The alternative is to use a smaller embedding model. Cohere's embed-v3 outputs 384 dimensions and performs competitively on most retrieval benchmarks. That cuts storage by 75 percent and proportionally reduces index build time, memory usage, and query latency. Unless your use case specifically requires the nuance of 1,536 dimensions, smaller is almost always the right production choice.

Wrong Distance Function, Wrong Results

Most tutorials use cosine similarity as the default distance function, and most teams never question it. But pgvector supports three distance functions: cosine similarity, inner product, and L2 (Euclidean) distance. Each one measures "similarity" differently, and the choice directly affects which documents appear in your top-K results.

Cosine similarity measures the angle between vectors, ignoring magnitude. Inner product considers both direction and magnitude, which makes it the better choice when your embeddings are already normalized (as most modern embedding models produce). L2 distance measures the straight-line distance between vector endpoints, which works best when magnitude carries meaningful information.

The practical impact is real. I have seen cases where switching from cosine to inner product on the same dataset changed three of the top five results. If your RAG pipeline returns mediocre answers and you have already tuned your chunking strategy and prompt, check the distance function before anything else. It is a one-line configuration change that can transform result quality.

Know the Scaling Ceiling

pgvector is not a dedicated vector database. It is an extension that adds vector operations to PostgreSQL, and PostgreSQL was not designed to be a vector search engine at scale. In practice, pgvector handles up to about five million vectors comfortably on a db.r6g.xlarge instance with proper HNSW indexing. Past ten million vectors, expect query performance to degrade under concurrent load, and index build times to become a deployment bottleneck.

For most teams, this ceiling is not a problem. The majority of production RAG systems index fewer than five million documents.

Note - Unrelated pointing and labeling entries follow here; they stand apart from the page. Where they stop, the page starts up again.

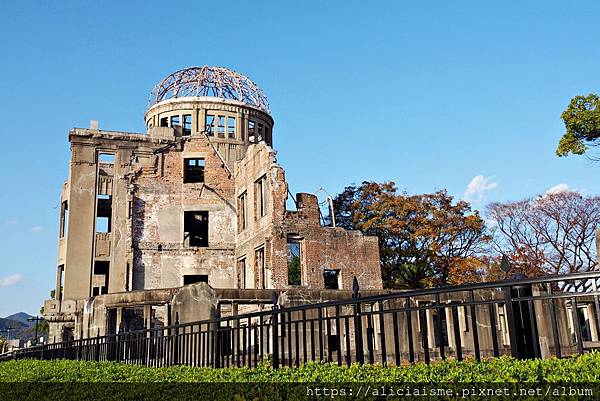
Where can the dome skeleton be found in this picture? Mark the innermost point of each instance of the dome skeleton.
(208, 81)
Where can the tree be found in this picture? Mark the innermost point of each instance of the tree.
(550, 234)
(582, 123)
(422, 238)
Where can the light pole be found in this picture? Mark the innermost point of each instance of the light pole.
(35, 319)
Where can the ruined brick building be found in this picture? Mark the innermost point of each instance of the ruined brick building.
(198, 198)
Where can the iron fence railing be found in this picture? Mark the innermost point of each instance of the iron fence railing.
(524, 318)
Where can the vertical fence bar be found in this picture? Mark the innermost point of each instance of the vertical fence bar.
(382, 333)
(396, 339)
(411, 349)
(275, 339)
(510, 319)
(577, 325)
(474, 325)
(493, 327)
(555, 333)
(456, 327)
(439, 323)
(338, 330)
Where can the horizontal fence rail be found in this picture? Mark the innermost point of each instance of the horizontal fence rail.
(524, 318)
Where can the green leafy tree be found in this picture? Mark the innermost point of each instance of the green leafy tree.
(422, 238)
(582, 124)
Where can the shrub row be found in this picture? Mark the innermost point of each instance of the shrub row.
(585, 368)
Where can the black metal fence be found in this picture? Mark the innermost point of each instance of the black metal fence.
(525, 318)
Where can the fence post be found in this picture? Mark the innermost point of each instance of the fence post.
(98, 344)
(358, 341)
(275, 332)
(216, 339)
(176, 340)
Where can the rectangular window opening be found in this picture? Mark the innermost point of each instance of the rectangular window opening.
(101, 275)
(294, 251)
(260, 196)
(242, 213)
(231, 127)
(260, 266)
(64, 218)
(331, 278)
(193, 170)
(187, 124)
(333, 342)
(443, 336)
(106, 158)
(195, 278)
(251, 135)
(195, 227)
(221, 127)
(103, 213)
(59, 285)
(242, 278)
(260, 134)
(209, 123)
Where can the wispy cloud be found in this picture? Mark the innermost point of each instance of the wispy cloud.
(37, 229)
(559, 188)
(10, 280)
(476, 189)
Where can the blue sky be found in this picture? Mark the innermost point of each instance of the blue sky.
(430, 94)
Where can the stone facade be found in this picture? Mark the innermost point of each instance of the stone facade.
(200, 197)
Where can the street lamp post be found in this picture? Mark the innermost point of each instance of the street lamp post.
(35, 319)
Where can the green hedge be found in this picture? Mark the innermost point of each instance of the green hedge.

If you are in that range and already running PostgreSQL, adding pgvector is the right call. You avoid the operational complexity of a separate vector database, keep your data in one place, and eliminate an entire category of infrastructure to manage.

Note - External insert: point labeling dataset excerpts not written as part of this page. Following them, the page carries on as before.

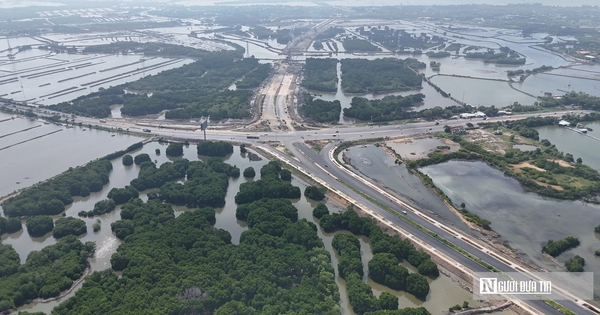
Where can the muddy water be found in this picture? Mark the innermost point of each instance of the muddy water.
(432, 97)
(443, 292)
(481, 92)
(442, 295)
(526, 220)
(106, 242)
(581, 146)
(58, 148)
(377, 165)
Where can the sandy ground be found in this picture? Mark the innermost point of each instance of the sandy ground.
(518, 167)
(419, 147)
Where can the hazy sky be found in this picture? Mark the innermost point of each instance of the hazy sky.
(64, 3)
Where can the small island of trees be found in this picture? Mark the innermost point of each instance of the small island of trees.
(320, 110)
(214, 148)
(39, 225)
(380, 75)
(69, 226)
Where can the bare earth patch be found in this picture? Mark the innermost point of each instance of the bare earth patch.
(317, 145)
(548, 185)
(517, 167)
(413, 148)
(561, 163)
(488, 140)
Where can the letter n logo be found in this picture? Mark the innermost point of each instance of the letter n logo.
(488, 286)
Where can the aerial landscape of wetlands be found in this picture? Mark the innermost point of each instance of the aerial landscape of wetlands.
(299, 157)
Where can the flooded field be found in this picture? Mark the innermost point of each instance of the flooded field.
(526, 220)
(557, 84)
(481, 92)
(413, 149)
(376, 164)
(32, 151)
(432, 97)
(568, 141)
(40, 77)
(443, 291)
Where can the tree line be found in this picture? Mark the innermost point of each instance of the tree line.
(382, 242)
(280, 265)
(320, 74)
(380, 75)
(320, 110)
(192, 91)
(391, 107)
(270, 185)
(542, 157)
(44, 274)
(555, 248)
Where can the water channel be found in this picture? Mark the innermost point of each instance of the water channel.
(525, 219)
(443, 294)
(33, 151)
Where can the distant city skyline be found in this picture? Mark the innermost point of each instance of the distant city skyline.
(4, 4)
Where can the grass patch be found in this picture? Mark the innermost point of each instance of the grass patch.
(559, 307)
(423, 229)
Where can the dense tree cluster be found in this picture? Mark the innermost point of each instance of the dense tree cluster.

If you are genuinely approaching the ten million mark, look at pgvector-scale (which adds partitioning and distributed indexing) or evaluate a dedicated solution like Pinecone or Weaviate. But make that decision based on actual data volume, not on anxiety about future scale.

The Config Is the Bottleneck

The pattern I see repeated is predictable. Week one, a team adds pgvector and it works great. By month two, queries slow down and nobody thinks to check the index. By month four, someone proposes migrating to a managed vector database. By month six, a senior engineer adds one HNSW index and the problem disappears.

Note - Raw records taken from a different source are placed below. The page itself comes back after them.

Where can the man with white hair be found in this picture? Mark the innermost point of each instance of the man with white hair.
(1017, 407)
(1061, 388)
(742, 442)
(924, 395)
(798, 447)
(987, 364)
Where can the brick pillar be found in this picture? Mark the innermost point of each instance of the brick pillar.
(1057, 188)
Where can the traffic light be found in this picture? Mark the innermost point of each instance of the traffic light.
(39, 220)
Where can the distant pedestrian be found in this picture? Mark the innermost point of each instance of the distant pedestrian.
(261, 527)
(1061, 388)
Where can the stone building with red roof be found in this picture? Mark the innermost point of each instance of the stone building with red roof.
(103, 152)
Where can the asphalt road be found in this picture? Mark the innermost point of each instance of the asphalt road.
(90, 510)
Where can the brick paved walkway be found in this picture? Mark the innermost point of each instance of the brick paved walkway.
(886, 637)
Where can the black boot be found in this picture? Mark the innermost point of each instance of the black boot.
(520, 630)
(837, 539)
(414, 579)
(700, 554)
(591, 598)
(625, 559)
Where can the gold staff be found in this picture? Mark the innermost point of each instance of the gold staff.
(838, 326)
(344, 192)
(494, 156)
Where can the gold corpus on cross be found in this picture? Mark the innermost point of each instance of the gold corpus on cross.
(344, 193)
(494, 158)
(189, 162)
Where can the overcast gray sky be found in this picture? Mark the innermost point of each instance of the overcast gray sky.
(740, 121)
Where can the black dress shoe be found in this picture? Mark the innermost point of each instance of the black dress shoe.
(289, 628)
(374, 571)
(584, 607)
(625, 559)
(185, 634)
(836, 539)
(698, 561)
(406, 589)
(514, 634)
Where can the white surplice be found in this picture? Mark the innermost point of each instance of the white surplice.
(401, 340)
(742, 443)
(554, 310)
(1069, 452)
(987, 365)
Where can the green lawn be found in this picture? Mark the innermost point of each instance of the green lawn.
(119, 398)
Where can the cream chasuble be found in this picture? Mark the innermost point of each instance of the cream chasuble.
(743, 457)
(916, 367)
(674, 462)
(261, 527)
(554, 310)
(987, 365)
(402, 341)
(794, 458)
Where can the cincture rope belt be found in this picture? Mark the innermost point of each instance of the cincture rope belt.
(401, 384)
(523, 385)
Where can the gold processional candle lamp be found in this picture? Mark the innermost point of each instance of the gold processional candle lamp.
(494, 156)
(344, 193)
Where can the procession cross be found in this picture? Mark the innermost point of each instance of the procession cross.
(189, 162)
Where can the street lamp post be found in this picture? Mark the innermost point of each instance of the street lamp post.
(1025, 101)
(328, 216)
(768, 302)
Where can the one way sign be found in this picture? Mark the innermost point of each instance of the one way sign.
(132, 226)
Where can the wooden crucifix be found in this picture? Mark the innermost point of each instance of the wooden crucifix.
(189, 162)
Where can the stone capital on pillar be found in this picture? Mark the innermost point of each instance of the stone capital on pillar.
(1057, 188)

pgvector is a genuinely excellent tool for most production RAG systems. The mistakes that break it are not bugs or limitations. They are configuration gaps that tutorials gloss over and documentation buries. Fix the index, right-size the dimensions, pick the correct distance function, and know your scaling ceiling. That is the entire playbook.

What vector store is your team running in production right now?

Top comments (1)

Edwin • May 31

Spot on about chunking. Most tutorials completely skip over it, and then people wonder why their retrieval metrics are garbage even though their DB queries are fast.

I got so tired of rebuilding this exact chunking logic and worrying about hitting concurrent rate limits on my Postgres instance that I eventually just pushed the whole pipeline out of line into a dedicated BullMQ setup with a worker on Railway.